Cherry is admired on all sides of the House of Commons and not the least because she obviously retains a great deal of respect – admiration even – for old and cherished English institutions that pre-date 1707 and the Act of Union. She is a future leader of the SNP and may well be the one to maintain bridges and dialogue to the rest of the UK in the thorny and turbulent early years of an independent Scotland. Cherry and Blackford represent the universal nationalism of their party, one that in seeking merely to determine Scotland’s own future also desires it to be characterised by universal values of common humanity and democratic accountability.

I wish Jo Swinson well in her new job but if she is to make her mark on British politics she would be advised to look at Cherry and Nicola Sturgeon and learn from the way they conduct themselves.

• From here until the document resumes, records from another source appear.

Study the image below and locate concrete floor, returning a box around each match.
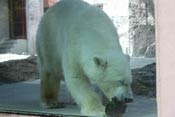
[0,80,157,117]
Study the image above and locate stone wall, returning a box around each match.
[26,0,43,54]
[129,0,155,57]
[0,0,9,43]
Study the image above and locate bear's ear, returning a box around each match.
[125,54,130,61]
[94,57,107,67]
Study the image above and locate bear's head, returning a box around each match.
[85,53,133,102]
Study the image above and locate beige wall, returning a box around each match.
[155,0,175,117]
[0,0,9,43]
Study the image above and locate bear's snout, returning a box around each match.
[112,97,133,103]
[124,98,133,103]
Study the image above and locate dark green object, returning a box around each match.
[105,97,127,117]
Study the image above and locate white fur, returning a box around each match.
[37,0,132,117]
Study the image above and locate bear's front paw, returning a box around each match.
[81,105,105,117]
[41,102,65,109]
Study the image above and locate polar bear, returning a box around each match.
[36,0,132,117]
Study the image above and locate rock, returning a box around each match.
[0,56,39,84]
[145,43,156,58]
[129,0,155,57]
[132,63,156,97]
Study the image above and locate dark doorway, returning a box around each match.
[8,0,27,39]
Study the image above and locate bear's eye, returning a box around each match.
[118,80,126,86]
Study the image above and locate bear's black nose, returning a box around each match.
[124,98,133,103]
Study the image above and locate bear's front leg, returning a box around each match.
[66,78,105,117]
[40,70,64,108]
[62,54,105,117]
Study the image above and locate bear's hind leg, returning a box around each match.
[40,71,64,108]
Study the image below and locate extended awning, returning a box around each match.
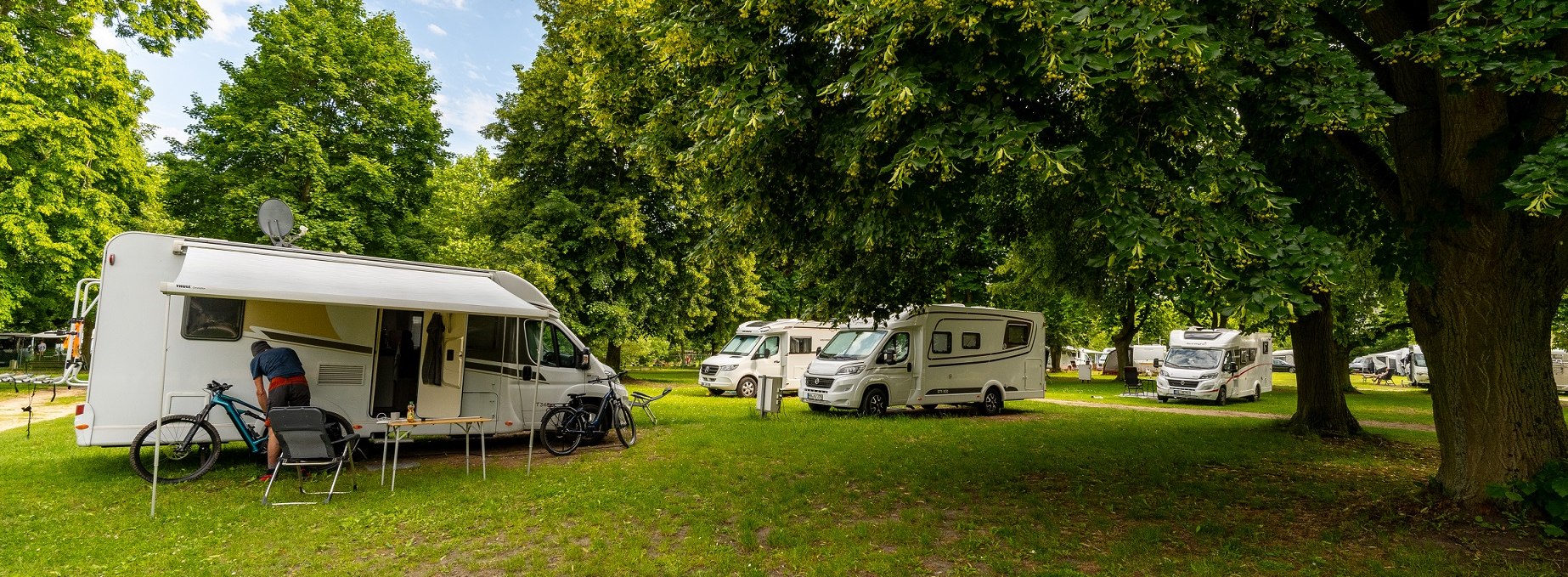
[160,245,549,319]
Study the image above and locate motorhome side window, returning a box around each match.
[463,315,506,362]
[753,337,779,359]
[789,337,815,354]
[883,332,910,364]
[528,323,577,369]
[180,297,245,340]
[1002,323,1029,348]
[932,331,953,354]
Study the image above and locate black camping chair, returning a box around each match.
[626,387,673,425]
[262,406,359,505]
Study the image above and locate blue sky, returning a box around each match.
[94,0,544,154]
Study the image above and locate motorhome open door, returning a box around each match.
[415,310,469,419]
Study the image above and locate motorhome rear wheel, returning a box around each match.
[980,387,1002,417]
[736,376,758,399]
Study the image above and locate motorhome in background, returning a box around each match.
[1154,326,1273,404]
[799,304,1046,414]
[1553,348,1568,395]
[1099,345,1165,376]
[697,319,869,397]
[76,232,626,447]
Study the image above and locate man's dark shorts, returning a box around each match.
[267,384,311,410]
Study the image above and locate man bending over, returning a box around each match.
[251,340,311,481]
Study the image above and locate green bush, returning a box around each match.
[1486,461,1568,538]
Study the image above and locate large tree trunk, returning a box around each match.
[1103,299,1138,378]
[1290,291,1361,436]
[1407,221,1568,501]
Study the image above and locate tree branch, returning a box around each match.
[1328,130,1403,215]
[1312,6,1399,100]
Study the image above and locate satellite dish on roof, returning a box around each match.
[256,199,304,248]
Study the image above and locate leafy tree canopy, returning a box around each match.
[0,0,207,329]
[161,0,447,257]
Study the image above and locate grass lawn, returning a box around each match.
[0,370,1568,575]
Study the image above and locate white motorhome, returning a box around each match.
[799,304,1046,414]
[697,319,838,397]
[76,232,626,447]
[1154,326,1273,404]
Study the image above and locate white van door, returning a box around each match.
[869,331,916,406]
[414,310,469,419]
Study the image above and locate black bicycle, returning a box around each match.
[130,381,353,483]
[539,373,636,456]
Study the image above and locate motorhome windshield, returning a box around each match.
[817,331,888,359]
[718,334,762,354]
[1165,348,1225,370]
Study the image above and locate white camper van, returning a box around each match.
[799,304,1046,414]
[1154,326,1273,404]
[76,232,626,447]
[697,319,838,397]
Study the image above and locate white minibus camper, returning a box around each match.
[76,232,626,447]
[697,319,838,397]
[1154,326,1273,404]
[799,304,1046,414]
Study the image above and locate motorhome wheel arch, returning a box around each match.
[76,232,626,445]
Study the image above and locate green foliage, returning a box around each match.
[484,2,762,364]
[0,0,207,329]
[161,0,447,257]
[1486,461,1568,540]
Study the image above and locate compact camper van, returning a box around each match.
[697,319,838,397]
[799,304,1046,414]
[1154,326,1273,404]
[76,232,626,447]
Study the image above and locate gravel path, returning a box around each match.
[0,384,87,431]
[1032,399,1438,431]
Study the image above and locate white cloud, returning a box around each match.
[414,0,469,9]
[436,89,497,154]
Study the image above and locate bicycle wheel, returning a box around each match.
[539,406,586,456]
[130,416,223,483]
[615,403,636,447]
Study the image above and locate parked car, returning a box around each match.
[1275,359,1295,373]
[1350,356,1372,373]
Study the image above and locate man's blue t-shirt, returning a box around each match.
[251,347,304,380]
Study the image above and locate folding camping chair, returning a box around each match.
[262,406,359,505]
[626,387,673,425]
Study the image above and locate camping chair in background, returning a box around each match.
[626,387,674,425]
[1121,367,1143,397]
[262,406,359,505]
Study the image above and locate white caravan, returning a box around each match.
[76,232,626,447]
[697,319,838,397]
[1154,326,1273,404]
[799,304,1046,414]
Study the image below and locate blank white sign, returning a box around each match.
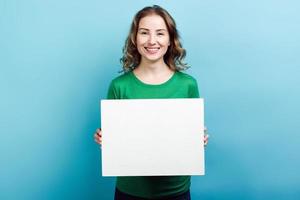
[101,98,204,176]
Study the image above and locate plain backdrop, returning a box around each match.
[0,0,300,200]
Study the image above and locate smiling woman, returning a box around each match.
[94,5,208,200]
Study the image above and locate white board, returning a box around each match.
[101,98,204,176]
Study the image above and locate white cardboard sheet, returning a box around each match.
[101,98,204,176]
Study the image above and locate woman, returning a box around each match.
[94,5,208,200]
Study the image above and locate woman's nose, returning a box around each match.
[148,35,156,44]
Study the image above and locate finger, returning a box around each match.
[96,128,101,133]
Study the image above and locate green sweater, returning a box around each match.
[108,72,199,198]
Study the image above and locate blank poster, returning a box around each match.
[101,98,204,176]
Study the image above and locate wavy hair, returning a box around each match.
[120,5,188,72]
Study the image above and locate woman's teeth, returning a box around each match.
[145,47,159,53]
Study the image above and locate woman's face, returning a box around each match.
[136,15,170,65]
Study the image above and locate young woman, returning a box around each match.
[94,5,208,200]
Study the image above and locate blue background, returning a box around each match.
[0,0,300,200]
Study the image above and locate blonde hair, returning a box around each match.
[120,5,188,72]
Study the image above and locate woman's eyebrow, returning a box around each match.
[139,28,167,31]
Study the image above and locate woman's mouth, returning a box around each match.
[145,47,160,54]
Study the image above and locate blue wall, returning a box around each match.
[0,0,300,200]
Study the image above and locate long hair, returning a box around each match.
[120,5,188,72]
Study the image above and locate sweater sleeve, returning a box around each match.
[189,79,200,98]
[107,81,119,99]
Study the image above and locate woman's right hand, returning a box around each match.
[94,128,102,145]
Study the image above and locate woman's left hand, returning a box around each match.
[203,127,209,147]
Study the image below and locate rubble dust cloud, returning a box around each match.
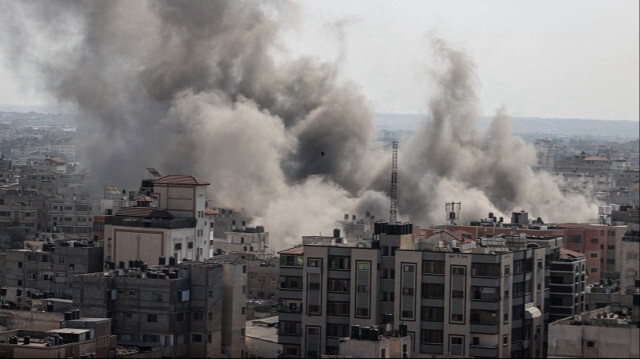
[0,1,596,249]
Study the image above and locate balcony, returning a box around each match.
[469,344,499,358]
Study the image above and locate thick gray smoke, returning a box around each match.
[0,1,595,249]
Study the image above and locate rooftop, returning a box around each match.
[153,175,210,186]
[116,207,173,219]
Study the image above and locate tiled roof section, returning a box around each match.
[153,175,210,186]
[278,246,304,255]
[45,157,66,164]
[116,207,173,219]
[560,248,584,259]
[204,208,218,214]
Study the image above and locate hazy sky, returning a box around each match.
[0,0,640,121]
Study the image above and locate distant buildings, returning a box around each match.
[73,261,246,357]
[0,240,102,307]
[278,222,562,357]
[549,283,640,358]
[104,175,214,265]
[0,312,117,358]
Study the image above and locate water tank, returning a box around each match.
[398,322,409,337]
[360,327,370,340]
[351,324,360,339]
[369,328,380,342]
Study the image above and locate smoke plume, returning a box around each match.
[0,1,595,249]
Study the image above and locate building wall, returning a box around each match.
[549,323,640,358]
[222,261,247,358]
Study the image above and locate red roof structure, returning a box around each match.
[153,175,210,186]
[116,207,173,219]
[278,245,304,256]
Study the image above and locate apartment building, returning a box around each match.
[213,226,272,258]
[73,258,246,358]
[103,175,213,265]
[0,239,103,307]
[549,248,587,322]
[0,312,116,358]
[279,222,562,357]
[549,292,640,358]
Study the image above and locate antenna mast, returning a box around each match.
[389,141,398,223]
[445,202,461,231]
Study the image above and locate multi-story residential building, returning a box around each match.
[549,292,640,358]
[549,248,587,322]
[1,240,103,307]
[46,196,99,238]
[211,208,252,239]
[0,311,116,358]
[74,258,246,357]
[422,211,628,283]
[213,226,272,258]
[104,175,214,265]
[279,222,562,357]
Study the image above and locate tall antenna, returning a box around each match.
[389,141,398,223]
[444,202,461,231]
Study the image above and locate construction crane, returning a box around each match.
[389,141,398,223]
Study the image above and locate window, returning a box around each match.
[420,307,444,322]
[191,333,202,343]
[307,258,322,267]
[307,282,320,290]
[420,329,443,344]
[422,283,444,299]
[422,261,444,274]
[402,287,413,295]
[329,256,351,270]
[328,279,349,293]
[327,302,349,315]
[307,304,320,315]
[402,310,413,318]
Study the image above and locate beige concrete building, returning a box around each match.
[549,302,640,358]
[0,312,116,358]
[245,316,282,358]
[104,175,213,265]
[278,222,562,357]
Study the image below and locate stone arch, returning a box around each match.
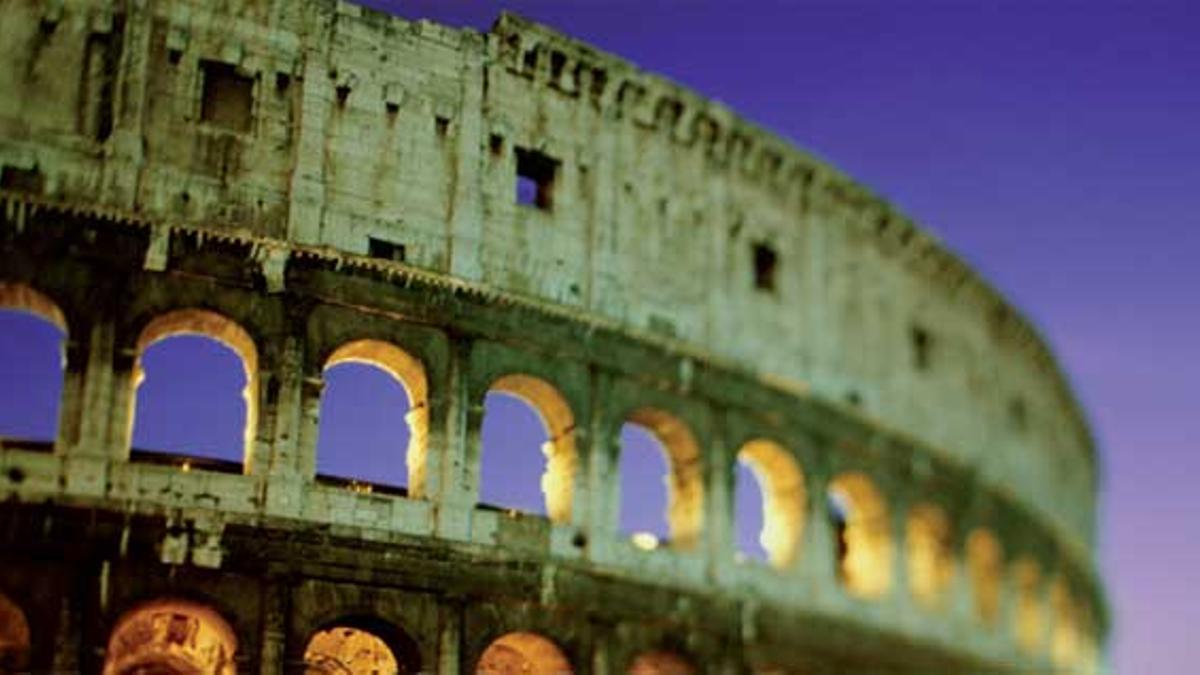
[323,340,430,497]
[0,593,30,673]
[625,407,704,550]
[0,281,67,444]
[1013,557,1045,655]
[905,503,955,609]
[967,528,1004,626]
[485,374,578,522]
[126,309,258,472]
[628,651,696,675]
[738,438,808,568]
[102,598,238,675]
[304,616,421,675]
[828,472,893,598]
[475,632,575,675]
[0,281,67,334]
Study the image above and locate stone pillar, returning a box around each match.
[698,403,738,581]
[259,327,307,516]
[446,32,484,280]
[436,604,460,675]
[430,338,470,539]
[580,371,620,562]
[258,578,290,675]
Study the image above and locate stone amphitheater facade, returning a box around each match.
[0,0,1108,675]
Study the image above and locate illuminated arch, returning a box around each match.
[629,651,696,675]
[0,281,67,334]
[324,340,430,497]
[0,281,67,442]
[1013,557,1045,655]
[304,616,421,675]
[1050,577,1084,669]
[484,374,578,522]
[128,309,258,472]
[0,593,30,673]
[829,473,893,598]
[103,599,238,675]
[626,407,704,550]
[967,530,1004,626]
[905,504,954,609]
[475,633,574,675]
[738,438,806,568]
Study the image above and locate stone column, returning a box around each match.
[578,371,620,562]
[430,338,470,539]
[698,403,738,581]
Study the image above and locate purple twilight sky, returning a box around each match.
[367,0,1200,675]
[0,0,1200,674]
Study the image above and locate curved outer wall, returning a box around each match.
[0,0,1099,667]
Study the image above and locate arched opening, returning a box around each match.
[618,408,704,550]
[1050,578,1082,669]
[304,617,421,675]
[479,375,576,522]
[828,473,893,598]
[1013,557,1045,655]
[103,599,238,675]
[905,504,954,609]
[734,440,805,568]
[317,340,430,496]
[0,282,67,450]
[967,530,1004,626]
[629,651,696,675]
[475,633,574,675]
[0,593,30,673]
[131,310,258,471]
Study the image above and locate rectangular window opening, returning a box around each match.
[200,61,254,133]
[910,325,934,370]
[516,148,558,211]
[367,237,407,263]
[752,243,779,292]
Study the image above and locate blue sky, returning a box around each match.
[0,0,1200,674]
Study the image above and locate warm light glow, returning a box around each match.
[626,408,704,550]
[829,473,893,598]
[325,340,430,498]
[1013,557,1045,655]
[0,593,29,673]
[490,375,577,522]
[905,504,954,609]
[103,599,238,675]
[475,633,574,675]
[304,626,401,675]
[133,309,258,471]
[967,530,1004,626]
[629,651,696,675]
[630,532,659,551]
[738,440,805,568]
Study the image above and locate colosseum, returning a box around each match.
[0,0,1109,675]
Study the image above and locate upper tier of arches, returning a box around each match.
[4,273,1096,663]
[0,0,1097,564]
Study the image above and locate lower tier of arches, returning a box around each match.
[0,503,1090,675]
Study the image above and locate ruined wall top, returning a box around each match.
[0,0,1097,552]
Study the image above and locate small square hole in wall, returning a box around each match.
[200,61,254,132]
[910,325,934,371]
[516,148,558,211]
[751,241,779,292]
[367,237,407,263]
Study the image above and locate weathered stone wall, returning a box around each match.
[0,0,1106,673]
[0,0,1096,557]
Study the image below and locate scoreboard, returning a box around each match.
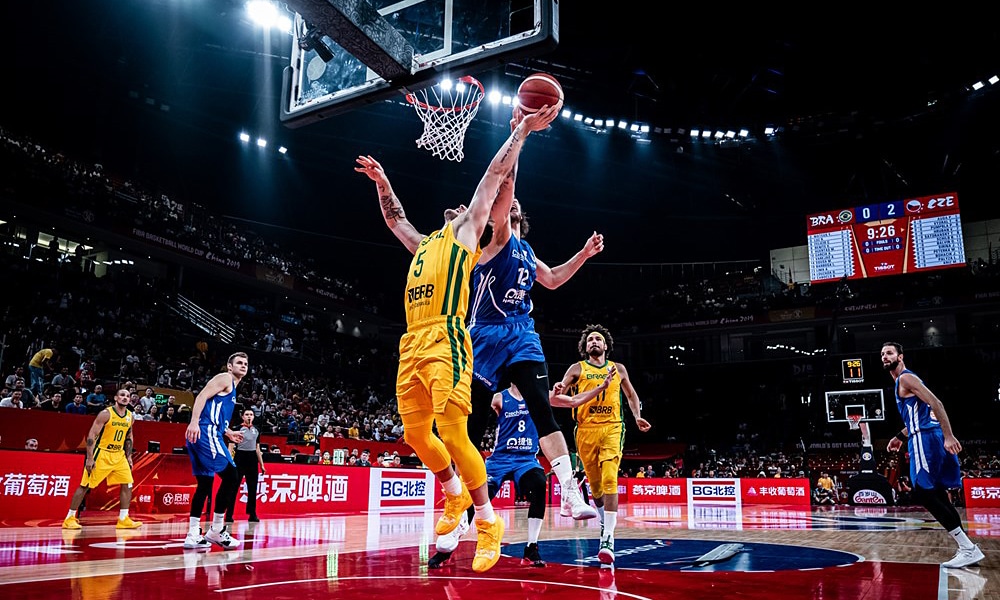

To insist these women represent something narrow and exclusive damages Swinson and invites early questions about her leadership abilities.

The English nationalism that fuels hard Brexit is a medieval witch-finder credo that seeks to marginalise and intimidate minorities while proclaiming racial superiority. The desire to defeat this wickedness lay at the heart of Joanna Cherry’s fight to protect the values of the UK Parliament and epitomises the Yes movement’s political and moral philosophy.